Regardless of questions the talents in this two-hander swing the balance firmly in favour of this production which delivers unique and accomplished performances and a truly immersive night out.

Frankie and Johnny in the Clair de Lune
Vacant House Theatre
May 21-30th 8PM
122 Stewart St

The Anger in Ernest & Ernestine: Vacant House Theatre explodes on to theatre scene

Ernest stage This post also published on Apt613.ca
As the virtual curtain fell on “The Anger in Ernest & Ernestine” this tweet went out: venue is insane but the talent is undeniable. The setting in the tiny basement of the Backpacker’s Hostel on York Street is uninviting. Seating –12 max- includes dingy stained sofas and cushions on the laundry room cement floor. With the actors literally at arm’s length it all heralds an amateur evening… and then the play begins.

The 1987 work by Leah Cherniak, Robert Morgan and Martha Ross follows the downward trajectory of blissful newlyweds Ernest and Ernestine – and the simmering anger within each – as their relationship implodes in an overheated, cramped subterranean apartment.  The tale of the growing cracks between the poorly matched free-spirited Ernestine & bookish methodical Ernest is in turn funny, relate-able and charming. The anger within each is embodied in shadow actors creating a vibrant four-hander dynamic as the wedded pair strive to balance each other and their internal “partners”.

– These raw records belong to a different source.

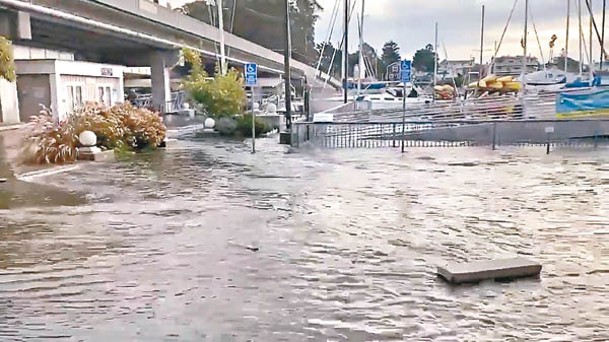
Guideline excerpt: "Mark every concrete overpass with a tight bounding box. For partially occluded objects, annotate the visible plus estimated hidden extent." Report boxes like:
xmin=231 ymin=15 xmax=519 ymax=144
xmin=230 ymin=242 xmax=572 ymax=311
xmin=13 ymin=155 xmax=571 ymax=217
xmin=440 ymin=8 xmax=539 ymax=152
xmin=0 ymin=0 xmax=340 ymax=109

Graduates of the now defunct Ottawa Theatre School, Karina Milech (Ernestine) and Alexis Scott (the Anger in Ernestine), set up production company Vacant House Theatre six-months ago and this is their inaugural “site-specific” piece.

Joining forces with Patrick Kelly (Ernest), Nicholas Wade Fournier (The Anger in Ernest) and director David Whiteley the actors fairly glide through the 90minute production in cramped constraints. The cast transport the audience in to the claustrophobia of their poky apartment, through their interior desperation and denial and across the city from bars to bird watching with an ease and professionalism completely at odds with the venue.

Ernest and Ernestine 4

Scott, Kelly, Fournier and Milech

Milech, Scott, Kelly and Fournier are equally successful in their roles and the relationships they bring the “stage”. From Milech & Scott’s frenzied make-up to Kelly & Fournier’s meticulous broom dance all four work harmoniously together neither upstaging nor drafting. These players are relentlessly committed to their character in an environment that leaves no room for error. As close as they are to their audience without margin for a missed beat or drop in energy they embody their roles with relish throughout with strong timing, subtle inflections and wonderfully choreographed intervals.

I’m sold on this site-specific team. Catch this inaugural show and you’ll agree so long as the future performances equal the quality of Ernest & Ernestine than Vacant House is a whole lot more than a “location” gimmick.

The Anger in Ernest & Ernestine  – Vacant House Theatre
24-26 April 8PM
27 April 2PM
The Ottawa Backpackers Inn, 203 York St.